We play this game similar to “Where’s Arnie” when Gilbert and his sister Amy raise their voices and say, “Have you seen Arnie!?” all while Arnie is obvious in sight and loudly laughing at them in a tree. Our game is Hide & Seek in the house and my tot always ‘hides’ by sticking his head under things and the rest of his body is out. When we say, “Is he in the bathroom?” You can hear him yell, “No! I’m hiding in the lamp!” And we all hide in similar obvious places so we’re easy to find for him. So here I am watching this with my teenager and we both kind of chuckle because it’s the same game. Gilbert’s world revolves around Arnie and little things that he does starts to mimic situations at home.

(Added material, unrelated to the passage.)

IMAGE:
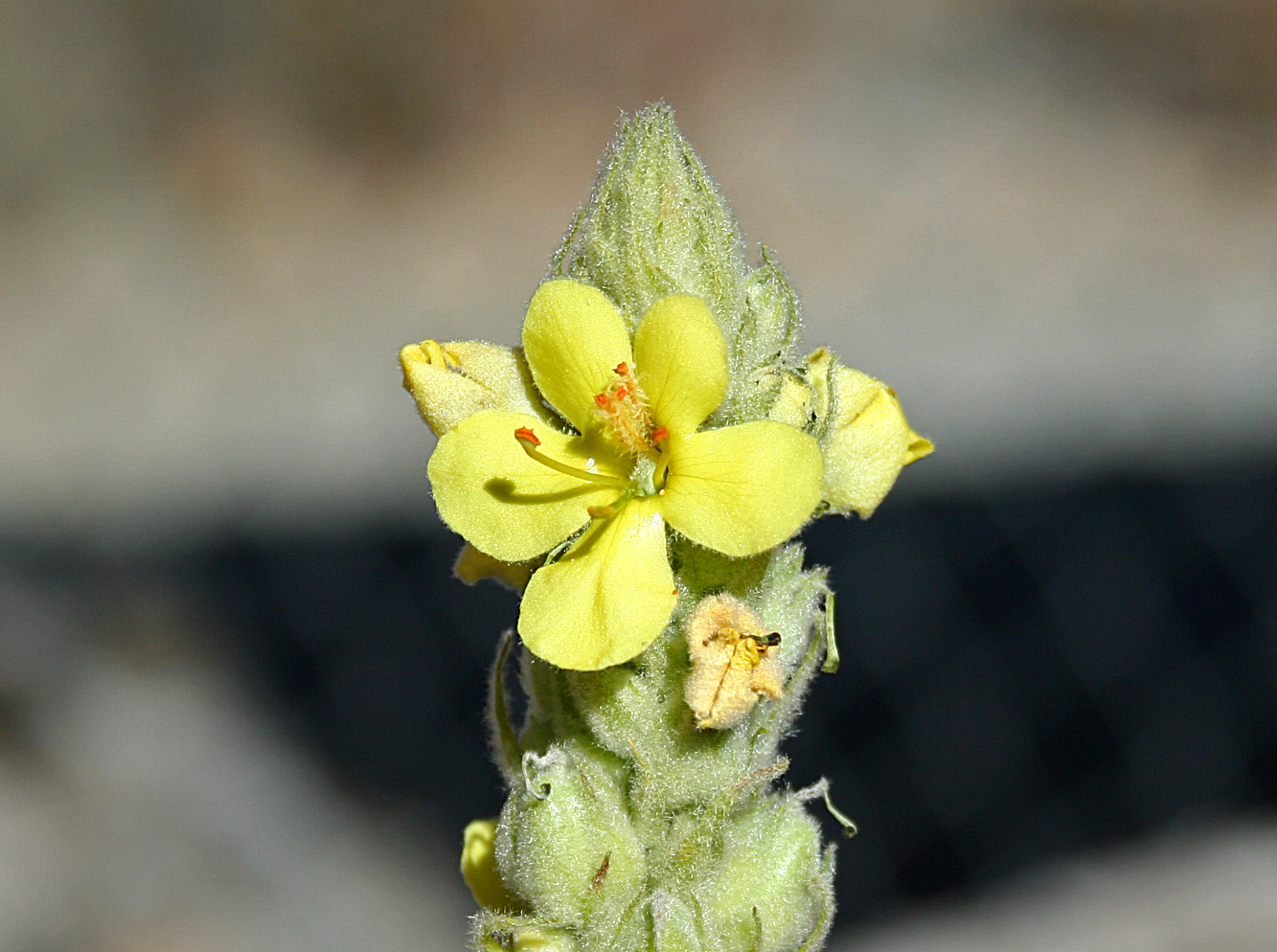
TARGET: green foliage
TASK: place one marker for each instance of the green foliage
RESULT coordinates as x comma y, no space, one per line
627,826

You see my youngest is autistic and his big brother has played witness to times when people have looked at him differently or said some bad things behind his back. He once remarked to me that he was glad he wasn’t in school with him because he’d never allow anyone to treat him bad and would probably be expelled. They’re 11 years apart and my teen doesn’t often pay as much attention to him as we’d like, but he’s awfully protective. So when the scene comes up when Arnie climbs the water tower and the kids start to push him and make fun of him when he thinks they’re being friendly, I see his jaw clench. The next time Arnie climbs up and the police take him he looks at me and says, “Why did they take him? Don’t they know he doesn’t understand it’s wrong?” He’s upset. I used to find the movie somewhat amusing, a beautifully sad representation of life in a small town. Now I see the movie through his eyes. His little brother doesn’t have disabilities even comparable to Arnie, but he knows many people in the world are just as unforgiving to differences as they are in Endora.

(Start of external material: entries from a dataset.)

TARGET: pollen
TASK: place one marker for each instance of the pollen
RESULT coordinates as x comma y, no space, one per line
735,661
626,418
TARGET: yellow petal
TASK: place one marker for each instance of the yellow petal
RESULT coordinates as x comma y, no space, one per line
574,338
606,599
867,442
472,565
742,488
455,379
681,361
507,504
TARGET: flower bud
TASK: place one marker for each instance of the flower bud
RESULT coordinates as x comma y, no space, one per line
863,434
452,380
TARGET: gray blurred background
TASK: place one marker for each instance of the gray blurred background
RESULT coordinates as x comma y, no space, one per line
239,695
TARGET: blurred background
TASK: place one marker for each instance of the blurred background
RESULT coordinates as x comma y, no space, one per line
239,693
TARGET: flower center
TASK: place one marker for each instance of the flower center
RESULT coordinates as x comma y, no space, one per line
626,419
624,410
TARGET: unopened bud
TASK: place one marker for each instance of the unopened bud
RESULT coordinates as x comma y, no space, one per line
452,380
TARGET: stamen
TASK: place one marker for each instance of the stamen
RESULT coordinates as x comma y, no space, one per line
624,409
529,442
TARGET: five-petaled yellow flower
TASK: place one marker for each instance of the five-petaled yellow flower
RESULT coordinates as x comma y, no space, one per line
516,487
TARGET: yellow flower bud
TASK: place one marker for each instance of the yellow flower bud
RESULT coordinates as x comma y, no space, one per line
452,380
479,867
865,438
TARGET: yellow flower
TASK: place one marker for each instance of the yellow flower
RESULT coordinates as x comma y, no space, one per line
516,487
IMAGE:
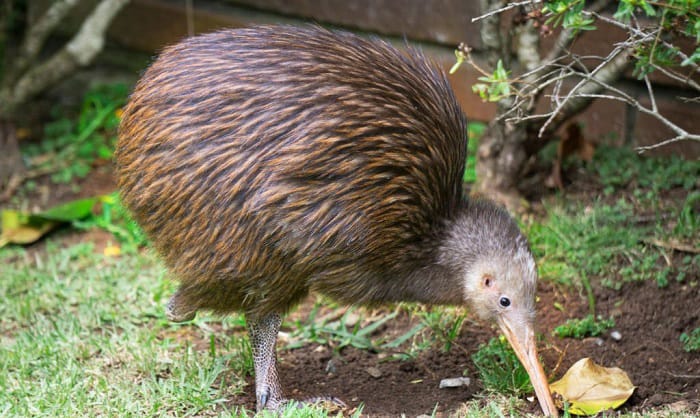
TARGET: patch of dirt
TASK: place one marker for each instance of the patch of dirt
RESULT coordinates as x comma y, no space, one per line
650,320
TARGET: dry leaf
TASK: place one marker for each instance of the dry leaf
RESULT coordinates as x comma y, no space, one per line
590,388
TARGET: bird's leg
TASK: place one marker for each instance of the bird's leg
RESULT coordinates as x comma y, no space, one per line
268,390
263,338
178,310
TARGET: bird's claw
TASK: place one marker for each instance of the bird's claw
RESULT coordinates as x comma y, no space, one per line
174,312
328,402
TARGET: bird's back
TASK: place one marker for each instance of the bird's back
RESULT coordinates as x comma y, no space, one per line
263,162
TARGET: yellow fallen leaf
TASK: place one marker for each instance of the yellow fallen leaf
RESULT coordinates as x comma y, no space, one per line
590,388
112,251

Once I had to explain to him that he couldn’t fight everyone every time they made fun of his little brother’s quirks because although most people see them as cute now, the older he gets the more not cute it’ll become and the more people who will be not so kind. That it’s better to just walk away because those kinds of people won’t change. And I think he saw something of that in the film. Arnie wasn’t an adorable preschooler, he was turning 18 and it was hard him to wrap his head around people being so awful to someone who didn’t understand.
The words from the scene where Gilbert is bandaging Arnie after his sister hits him comes to mind,
What does Gilbert say? If anybody ever hits you… or even just lays a finger on you, what are you gonna do? Arnie?

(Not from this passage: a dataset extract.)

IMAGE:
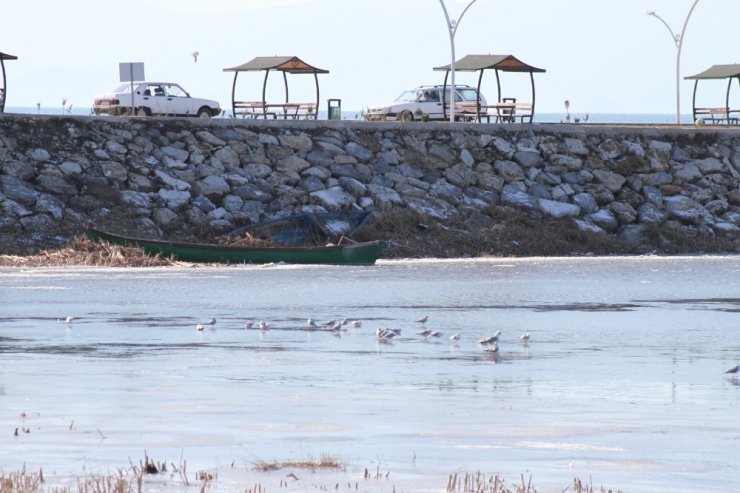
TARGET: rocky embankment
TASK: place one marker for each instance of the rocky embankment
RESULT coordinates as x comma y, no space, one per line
636,186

You’re gonna tell me, and then I’m gonna take care of it for you, right? And why will I take care of it?
Because you’re Gilbert.
Because I’m Gilbert. Because nobody hurts Arnie, right?
It’s easy to forget sometimes what my oldest must be going through or coming to terms with. He has his own problems and his teenage drama life that keeps him secluded away from us most of the time, so I generally don’t see into this window of his concerns towards his brother but in rare moments. He won’t be here after a few years when he moves into adulthood and although he doesn’t have much of a connection with his sibling, he is still bound by his worry about what his life will be like when he is not there. His heart is still heavy with the questions of what the future will bring and how our beaming beautiful sun will stand when faced with all the shadows of the world outside. So he pushes it all away, much like Gilbert does the difficulties in his life.
But at the end of the film Gilbert and Arnie finally find peace and the ability to let go. I hope he sees in this ending that one day he won’t have to worry about those things anymore and he can just be free with his brother and leave behind all the small mindedness of misguided fools. That together they can really go anywhere.